Second place is not an option. The regenerative medicine market is growing about 21 percent a year and is expected to be worth over $350 billion by 2050. Today, the U.S. regenerative medicine sector is generating $3.6 billion in revenues and has produced 14,000 jobs. By 2050, the industry could create nearly a million new jobs nationwide.
Regenerative medicine will also reduce the cost of disease. Such therapies will replace drugs, devices, and surgery, saving lives, increasing productivity, and reducing the cost of care. This transformation will add trillions in value to our economy.
Finally, regenerative medicine will also make America more secure. Our nation still lacks the ability to quickly and cheaply mass produce vaccines, antidotes, and cell therapies to counter pandemics and bioterrorism. Our fighting forces need reliable sources of these countermeasures and deserve immediate access to treatments that give them back their lives.

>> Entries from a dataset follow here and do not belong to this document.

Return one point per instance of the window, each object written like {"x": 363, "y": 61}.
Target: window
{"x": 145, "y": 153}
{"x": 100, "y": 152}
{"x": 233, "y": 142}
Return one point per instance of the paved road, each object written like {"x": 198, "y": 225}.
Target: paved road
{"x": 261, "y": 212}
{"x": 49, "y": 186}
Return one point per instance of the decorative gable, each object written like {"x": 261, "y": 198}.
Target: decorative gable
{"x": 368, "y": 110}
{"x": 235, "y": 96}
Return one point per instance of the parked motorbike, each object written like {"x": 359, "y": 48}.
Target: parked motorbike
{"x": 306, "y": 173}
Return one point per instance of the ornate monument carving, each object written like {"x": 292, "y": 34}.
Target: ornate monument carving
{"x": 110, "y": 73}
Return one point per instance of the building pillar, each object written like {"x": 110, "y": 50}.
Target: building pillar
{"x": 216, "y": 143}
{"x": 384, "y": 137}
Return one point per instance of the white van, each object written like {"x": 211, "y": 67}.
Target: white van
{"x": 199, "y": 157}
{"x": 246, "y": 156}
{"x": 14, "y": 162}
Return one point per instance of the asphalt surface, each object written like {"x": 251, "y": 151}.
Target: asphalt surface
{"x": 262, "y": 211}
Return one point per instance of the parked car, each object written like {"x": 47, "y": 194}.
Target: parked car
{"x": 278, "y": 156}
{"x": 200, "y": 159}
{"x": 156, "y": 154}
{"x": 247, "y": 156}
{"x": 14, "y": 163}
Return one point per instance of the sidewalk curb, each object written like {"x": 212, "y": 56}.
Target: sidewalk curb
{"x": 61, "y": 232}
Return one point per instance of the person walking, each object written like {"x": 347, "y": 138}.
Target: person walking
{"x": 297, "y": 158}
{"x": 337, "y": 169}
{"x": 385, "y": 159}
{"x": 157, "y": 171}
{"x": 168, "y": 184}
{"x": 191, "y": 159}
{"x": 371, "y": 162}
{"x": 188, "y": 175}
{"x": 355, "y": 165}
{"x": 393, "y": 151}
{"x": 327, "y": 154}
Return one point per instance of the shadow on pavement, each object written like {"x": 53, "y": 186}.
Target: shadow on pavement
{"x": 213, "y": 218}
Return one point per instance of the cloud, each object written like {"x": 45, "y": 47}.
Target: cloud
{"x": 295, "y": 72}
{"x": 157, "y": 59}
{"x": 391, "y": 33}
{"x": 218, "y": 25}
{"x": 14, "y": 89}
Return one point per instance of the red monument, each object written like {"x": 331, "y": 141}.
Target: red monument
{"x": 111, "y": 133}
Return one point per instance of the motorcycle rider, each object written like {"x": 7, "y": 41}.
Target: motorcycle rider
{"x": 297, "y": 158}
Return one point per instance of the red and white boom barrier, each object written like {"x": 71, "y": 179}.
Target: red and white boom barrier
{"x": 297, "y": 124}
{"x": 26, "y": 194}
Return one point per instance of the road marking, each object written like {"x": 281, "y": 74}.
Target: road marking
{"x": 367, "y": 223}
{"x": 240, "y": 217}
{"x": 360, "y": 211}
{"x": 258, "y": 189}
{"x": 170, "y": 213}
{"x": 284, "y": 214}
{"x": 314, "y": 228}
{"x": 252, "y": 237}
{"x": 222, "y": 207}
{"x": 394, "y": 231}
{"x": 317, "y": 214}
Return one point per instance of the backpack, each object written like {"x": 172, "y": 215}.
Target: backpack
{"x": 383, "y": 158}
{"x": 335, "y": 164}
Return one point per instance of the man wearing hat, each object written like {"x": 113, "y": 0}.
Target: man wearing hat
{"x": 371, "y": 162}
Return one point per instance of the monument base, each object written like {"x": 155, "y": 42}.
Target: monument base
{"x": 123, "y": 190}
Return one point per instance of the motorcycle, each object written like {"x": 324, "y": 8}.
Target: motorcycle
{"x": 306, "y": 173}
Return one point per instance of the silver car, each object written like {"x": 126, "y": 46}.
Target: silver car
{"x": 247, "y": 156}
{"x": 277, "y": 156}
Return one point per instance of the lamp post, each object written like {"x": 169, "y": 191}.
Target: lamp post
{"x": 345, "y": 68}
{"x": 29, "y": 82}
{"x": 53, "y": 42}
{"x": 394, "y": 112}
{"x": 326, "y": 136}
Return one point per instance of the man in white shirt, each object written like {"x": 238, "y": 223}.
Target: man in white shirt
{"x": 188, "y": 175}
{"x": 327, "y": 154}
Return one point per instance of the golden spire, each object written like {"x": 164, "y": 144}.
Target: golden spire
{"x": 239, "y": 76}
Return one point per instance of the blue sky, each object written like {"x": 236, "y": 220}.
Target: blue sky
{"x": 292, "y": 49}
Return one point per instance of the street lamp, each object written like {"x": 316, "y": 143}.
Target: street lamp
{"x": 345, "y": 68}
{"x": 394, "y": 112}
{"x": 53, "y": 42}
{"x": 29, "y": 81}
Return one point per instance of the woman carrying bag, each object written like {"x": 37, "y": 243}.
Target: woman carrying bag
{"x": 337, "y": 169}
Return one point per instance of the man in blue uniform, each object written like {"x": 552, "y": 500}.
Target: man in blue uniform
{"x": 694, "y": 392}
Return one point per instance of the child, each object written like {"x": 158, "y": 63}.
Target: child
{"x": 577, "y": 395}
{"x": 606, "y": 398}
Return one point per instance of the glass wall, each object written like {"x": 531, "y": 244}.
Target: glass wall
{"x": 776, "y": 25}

We shouldn’t outsource the safety and well-being of our nation and our Armed Forces to other countries.
To regain leadership in regenerative medicine, U.S. firms don’t need government loans, tax credits or massive de-regulation. Instead, it needs the opportunity to invest in reducing the time and cost of manufacturing cellular therapies. To the extent that regenerative medicine is curative it must be made available at vaccine like prices. At present, only a handful of people can afford such treatments.

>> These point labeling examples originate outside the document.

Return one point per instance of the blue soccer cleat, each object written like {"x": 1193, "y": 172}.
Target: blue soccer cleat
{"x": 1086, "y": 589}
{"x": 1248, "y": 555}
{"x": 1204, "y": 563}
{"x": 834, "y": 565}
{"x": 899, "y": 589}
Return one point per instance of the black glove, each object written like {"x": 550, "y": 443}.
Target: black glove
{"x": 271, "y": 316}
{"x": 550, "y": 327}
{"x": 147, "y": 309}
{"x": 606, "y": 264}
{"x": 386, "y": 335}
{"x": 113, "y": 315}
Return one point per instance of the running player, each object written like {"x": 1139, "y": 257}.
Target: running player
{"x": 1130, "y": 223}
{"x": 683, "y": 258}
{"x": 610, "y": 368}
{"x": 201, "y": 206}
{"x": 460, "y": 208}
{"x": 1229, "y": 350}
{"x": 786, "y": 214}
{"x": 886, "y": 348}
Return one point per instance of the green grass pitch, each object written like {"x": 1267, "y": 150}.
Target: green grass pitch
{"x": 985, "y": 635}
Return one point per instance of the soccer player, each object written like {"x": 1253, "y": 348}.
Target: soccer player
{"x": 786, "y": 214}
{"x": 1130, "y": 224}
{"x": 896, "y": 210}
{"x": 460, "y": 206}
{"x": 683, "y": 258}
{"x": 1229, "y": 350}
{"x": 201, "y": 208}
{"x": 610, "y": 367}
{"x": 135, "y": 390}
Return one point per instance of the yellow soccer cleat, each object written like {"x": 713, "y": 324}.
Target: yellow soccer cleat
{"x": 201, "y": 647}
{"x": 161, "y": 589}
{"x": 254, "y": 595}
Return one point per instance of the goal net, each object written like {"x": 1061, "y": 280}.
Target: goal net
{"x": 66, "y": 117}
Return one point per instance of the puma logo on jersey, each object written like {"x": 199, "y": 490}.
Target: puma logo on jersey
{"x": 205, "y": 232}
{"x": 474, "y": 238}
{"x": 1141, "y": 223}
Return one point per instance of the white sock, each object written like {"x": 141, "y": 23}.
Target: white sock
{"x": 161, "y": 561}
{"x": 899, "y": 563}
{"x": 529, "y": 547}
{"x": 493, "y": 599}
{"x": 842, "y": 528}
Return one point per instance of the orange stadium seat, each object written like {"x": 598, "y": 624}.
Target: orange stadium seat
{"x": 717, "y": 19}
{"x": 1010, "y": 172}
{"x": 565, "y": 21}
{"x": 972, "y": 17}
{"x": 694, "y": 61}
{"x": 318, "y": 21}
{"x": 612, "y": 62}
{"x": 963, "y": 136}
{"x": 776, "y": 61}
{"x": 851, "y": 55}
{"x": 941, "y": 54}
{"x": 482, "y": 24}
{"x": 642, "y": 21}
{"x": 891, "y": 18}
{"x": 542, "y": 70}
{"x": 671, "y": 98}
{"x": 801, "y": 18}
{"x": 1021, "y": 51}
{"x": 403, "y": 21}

China and Japan are now in forefront of reducing the cost of producing stem cells, tissue, and other products with restorative biological properties. As a result, they are attracting more capital and forming more new companies than the U.S.
In 2014 Japan became the first country in the world to adopt an expedited approval system specifically for regenerative medical products and to allow outsourced cell culturing. Two products were approved under the new system within a year of its adoption.